We want our primary characters to be well-rounded, the sort of free-standing personality that, if one of them were done in marble instead of words, the reader could walk around it and view it from all sides.  And we want our secondary characters to at least stand out from the background in high relief.  But when it comes to the great mass of minor characters who populate our fictional worlds – the assorted spear carriers and exposition delivery persons – we don’t necessarily need that at all.

One reason we don’t need it is that readers are trained to expect significant things from characters or other story elements that are described in detail. (The cinematic equivalent to this is the Elevator Operator Rule, which states that if the camera’s eye returns to an unnamed walk-on character three or more times, he or she is going to be important later.)  If you take the time to let your reader know that the postal delivery person had dry toast and scrambled egg whites for breakfast, and that she’s three days from retirement to a mobile home park in Florida, your reader is going to assume that he or she needs to remember that postal delivery person because she has a role to play in the story beyond simply slipping the actual plot-important letter into the mail slot of the protagonist’s house.

You can play with this a little, if you’re aware of what you’re doing.  Maybe your spear carrier or exposition delivery person is going to have a brief page or so of interesting action before leaving the story for good – the equivalent of a walk-on part with a couple of really good lines in it, the sort of scene that later has casting directors saying, “What about So-and-So for the role?  She was really good in that scene in Another Person’s Story, the bit where she tries to deliver the letter and finds the body instead – who’s her agent?”  If you’ve got a scene like that, you can bring your spear carrier out into higher relief with a few details like the scrambled egg whites or the mobile home park in Florida.  Not a lot of detail, mind you – the light touch is best here.

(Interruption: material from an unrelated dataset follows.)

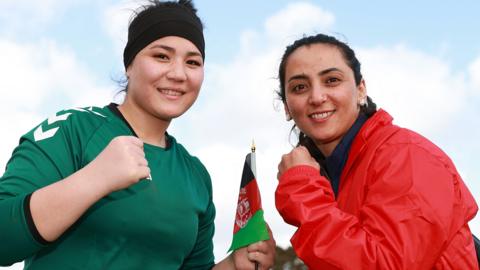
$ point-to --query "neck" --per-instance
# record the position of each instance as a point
(148, 128)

(And be careful about those characters on the verge of retirement.  Readers have been trained on what to expect from them, too . . . and it’s almost never fun for the character.  Finding a body on the front porch is probably the nicest of the possibilities for our example above; she’ll be lucky if the envelope she’s trying to deliver isn’t rigged to explode.)

Wordwatching

If you’re a writer, one of the first things you learn is that not all words are created equal.

Some words are so common they might as well be invisible.  They do their job and go unnoticed, like the waiter in a really good restaurant who tops up your water glass with such utter transparency and perfect timing that you never notice he or she is there at all . . . but you come away from the evening with the impression that you were, briefly, in possession of one of those ever-filled chalices of legend.

Said is like that, for example.  For ninety-nine percent of your dialogue attribution purposes, said will work just fine, because your reader will never notice that it’s there

Then there are the common run of words, which attract only as much notice as they need to, and come and go doing their jobs without disrupting anything. Sometimes they can accidentally draw too much attention to themselves, if the same word or its near-variant are used in too close proximity to one another, or if two or more of them accidentally rhyme or alliterate, but for the most part they can be used freely without concern.

After that, you get the words that stand out enough, or call enough attention to themselves, that you can only get away with them once or maybe twice in a particular project: squamous, turpitude, eleemosynary.

At the extreme end of that last spectrum, you get the words that stand out so much that you’re probably only allowed to use them once per career.  I used phantasmagorical once, in an early novel, and I think I’ve used up my lifetime allotment for it.